Podría estar sucediendo que se quiera, como en la conferencia de Río de 1992, o en el repaso que se dio en Berlín, que se acuerde fracasar colectivamente en un empeño que ya estaba comprometido desde hace más de un lustro en el convenio internacional entonces firmado en Brasil.
De nuevo, por si se nos quiere olvidar, habrá que recordar la prontitud con que en la guerra del Golfo se movilizó a medio millón de hombres armados para defender el fácil acceso a ese negro petróleo, ese que al arder contamina, y compararla con la arreciada pereza con que se sale a defender la transparencia del aire, sin duda el bien más común para los seres humanos en su conjunto.

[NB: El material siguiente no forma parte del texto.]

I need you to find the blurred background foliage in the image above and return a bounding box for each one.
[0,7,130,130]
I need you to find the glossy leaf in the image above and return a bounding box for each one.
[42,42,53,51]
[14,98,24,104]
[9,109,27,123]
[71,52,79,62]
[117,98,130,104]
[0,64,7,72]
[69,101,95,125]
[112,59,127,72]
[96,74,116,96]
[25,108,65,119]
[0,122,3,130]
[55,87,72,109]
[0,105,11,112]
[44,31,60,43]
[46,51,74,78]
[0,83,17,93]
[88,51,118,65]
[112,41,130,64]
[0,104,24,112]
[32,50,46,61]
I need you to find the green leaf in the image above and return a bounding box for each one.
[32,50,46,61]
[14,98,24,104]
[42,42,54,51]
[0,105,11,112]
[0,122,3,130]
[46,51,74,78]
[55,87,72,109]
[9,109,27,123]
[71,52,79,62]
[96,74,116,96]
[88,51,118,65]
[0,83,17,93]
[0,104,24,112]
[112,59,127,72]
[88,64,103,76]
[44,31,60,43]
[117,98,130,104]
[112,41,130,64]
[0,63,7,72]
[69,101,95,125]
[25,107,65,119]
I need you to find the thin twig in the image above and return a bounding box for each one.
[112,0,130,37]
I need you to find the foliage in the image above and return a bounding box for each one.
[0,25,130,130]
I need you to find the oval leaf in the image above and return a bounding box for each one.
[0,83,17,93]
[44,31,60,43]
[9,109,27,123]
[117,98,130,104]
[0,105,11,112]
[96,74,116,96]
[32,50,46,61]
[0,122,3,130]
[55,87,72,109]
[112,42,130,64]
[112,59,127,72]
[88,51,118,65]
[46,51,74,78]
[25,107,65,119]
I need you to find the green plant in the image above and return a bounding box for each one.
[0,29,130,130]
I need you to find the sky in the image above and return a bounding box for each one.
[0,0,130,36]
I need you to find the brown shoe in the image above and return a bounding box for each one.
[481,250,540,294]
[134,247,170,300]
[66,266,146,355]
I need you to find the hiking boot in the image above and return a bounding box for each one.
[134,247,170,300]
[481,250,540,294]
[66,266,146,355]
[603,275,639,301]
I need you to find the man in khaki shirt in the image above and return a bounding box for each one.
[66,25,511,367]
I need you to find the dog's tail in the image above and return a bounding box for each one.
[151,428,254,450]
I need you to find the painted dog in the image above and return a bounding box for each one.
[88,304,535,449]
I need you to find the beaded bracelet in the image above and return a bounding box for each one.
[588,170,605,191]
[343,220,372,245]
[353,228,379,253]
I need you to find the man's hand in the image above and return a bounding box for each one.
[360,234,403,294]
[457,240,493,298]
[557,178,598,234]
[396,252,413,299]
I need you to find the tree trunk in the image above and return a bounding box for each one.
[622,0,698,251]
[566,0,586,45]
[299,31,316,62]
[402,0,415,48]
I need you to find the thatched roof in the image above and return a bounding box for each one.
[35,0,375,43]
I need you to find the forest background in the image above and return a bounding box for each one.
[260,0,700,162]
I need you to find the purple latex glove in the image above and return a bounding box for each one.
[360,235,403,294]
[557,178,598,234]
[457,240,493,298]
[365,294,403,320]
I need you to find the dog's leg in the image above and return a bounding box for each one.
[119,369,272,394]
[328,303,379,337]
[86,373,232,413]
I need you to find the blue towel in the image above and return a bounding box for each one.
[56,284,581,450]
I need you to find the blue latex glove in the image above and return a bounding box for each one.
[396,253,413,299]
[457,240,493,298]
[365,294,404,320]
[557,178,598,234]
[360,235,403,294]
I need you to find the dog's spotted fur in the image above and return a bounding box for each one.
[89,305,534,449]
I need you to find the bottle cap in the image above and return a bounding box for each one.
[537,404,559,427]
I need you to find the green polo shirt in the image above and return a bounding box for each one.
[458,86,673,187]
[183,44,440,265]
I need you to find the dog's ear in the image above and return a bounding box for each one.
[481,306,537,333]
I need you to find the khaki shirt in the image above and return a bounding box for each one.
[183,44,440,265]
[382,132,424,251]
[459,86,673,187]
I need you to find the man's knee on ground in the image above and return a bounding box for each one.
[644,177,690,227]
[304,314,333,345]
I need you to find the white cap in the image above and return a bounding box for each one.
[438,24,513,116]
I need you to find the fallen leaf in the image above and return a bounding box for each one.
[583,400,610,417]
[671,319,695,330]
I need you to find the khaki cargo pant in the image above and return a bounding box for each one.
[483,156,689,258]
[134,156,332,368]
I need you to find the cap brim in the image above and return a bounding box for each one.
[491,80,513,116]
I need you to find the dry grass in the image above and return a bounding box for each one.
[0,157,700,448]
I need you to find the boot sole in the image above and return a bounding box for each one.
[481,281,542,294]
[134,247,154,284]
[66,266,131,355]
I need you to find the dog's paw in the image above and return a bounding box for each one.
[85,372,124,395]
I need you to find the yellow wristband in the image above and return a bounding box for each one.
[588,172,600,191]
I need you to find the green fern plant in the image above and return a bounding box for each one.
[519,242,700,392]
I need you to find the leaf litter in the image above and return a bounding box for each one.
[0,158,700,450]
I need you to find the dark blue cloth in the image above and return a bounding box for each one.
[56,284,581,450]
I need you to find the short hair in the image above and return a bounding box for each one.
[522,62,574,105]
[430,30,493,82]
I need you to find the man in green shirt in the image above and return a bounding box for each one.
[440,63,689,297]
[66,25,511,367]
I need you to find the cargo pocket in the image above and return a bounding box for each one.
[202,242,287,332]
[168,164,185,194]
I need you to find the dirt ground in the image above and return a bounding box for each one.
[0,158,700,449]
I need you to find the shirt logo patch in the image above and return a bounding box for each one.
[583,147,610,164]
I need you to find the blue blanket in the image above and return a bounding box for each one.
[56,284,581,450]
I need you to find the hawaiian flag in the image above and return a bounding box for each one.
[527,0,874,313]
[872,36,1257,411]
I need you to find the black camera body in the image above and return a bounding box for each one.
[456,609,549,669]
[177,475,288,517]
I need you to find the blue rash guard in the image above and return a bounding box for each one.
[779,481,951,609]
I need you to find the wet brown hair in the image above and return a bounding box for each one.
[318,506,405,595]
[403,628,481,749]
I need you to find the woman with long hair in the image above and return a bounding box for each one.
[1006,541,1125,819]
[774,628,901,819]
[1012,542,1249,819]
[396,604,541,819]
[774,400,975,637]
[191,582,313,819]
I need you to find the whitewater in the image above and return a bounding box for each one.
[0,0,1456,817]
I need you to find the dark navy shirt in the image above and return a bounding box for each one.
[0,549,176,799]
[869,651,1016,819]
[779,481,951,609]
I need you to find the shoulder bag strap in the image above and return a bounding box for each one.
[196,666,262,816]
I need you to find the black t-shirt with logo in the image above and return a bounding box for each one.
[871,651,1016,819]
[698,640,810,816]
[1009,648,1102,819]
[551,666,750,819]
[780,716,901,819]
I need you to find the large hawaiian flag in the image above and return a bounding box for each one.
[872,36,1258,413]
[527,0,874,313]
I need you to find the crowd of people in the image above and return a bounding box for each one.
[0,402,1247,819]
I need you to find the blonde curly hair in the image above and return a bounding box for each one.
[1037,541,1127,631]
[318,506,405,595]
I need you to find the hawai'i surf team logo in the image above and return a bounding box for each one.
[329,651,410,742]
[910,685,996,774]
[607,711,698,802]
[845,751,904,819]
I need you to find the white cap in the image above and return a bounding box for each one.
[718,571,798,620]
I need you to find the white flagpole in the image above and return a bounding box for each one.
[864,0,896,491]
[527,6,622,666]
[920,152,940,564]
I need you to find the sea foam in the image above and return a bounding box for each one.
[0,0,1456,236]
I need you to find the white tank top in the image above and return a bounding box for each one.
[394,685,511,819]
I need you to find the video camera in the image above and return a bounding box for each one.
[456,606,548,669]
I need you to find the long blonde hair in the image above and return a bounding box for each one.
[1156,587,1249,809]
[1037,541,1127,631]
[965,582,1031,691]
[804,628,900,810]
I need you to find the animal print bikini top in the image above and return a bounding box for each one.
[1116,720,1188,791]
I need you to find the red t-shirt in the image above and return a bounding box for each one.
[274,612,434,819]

Acaso esté llegando la hora de considerar estos buscados fracasos como atentados directos contra los derechos humanos. Porque de acuerdo con los textos constitucionales de tantas naciones y de las reflexiones de los filósofos morales todos tenemos derecho a nacer y vivir en un medio ambiente sano. Con Adela Cortina pienso que muy defucientemente se puede garantizar el derecho a la vida y a la continuidad de la misma si el derredor es sólo cloaca. Y menos si además en Kioto se les olvidan, a los que más obligación tienen de defender esta nueva generación de derechos, sus propios compromisos públicos.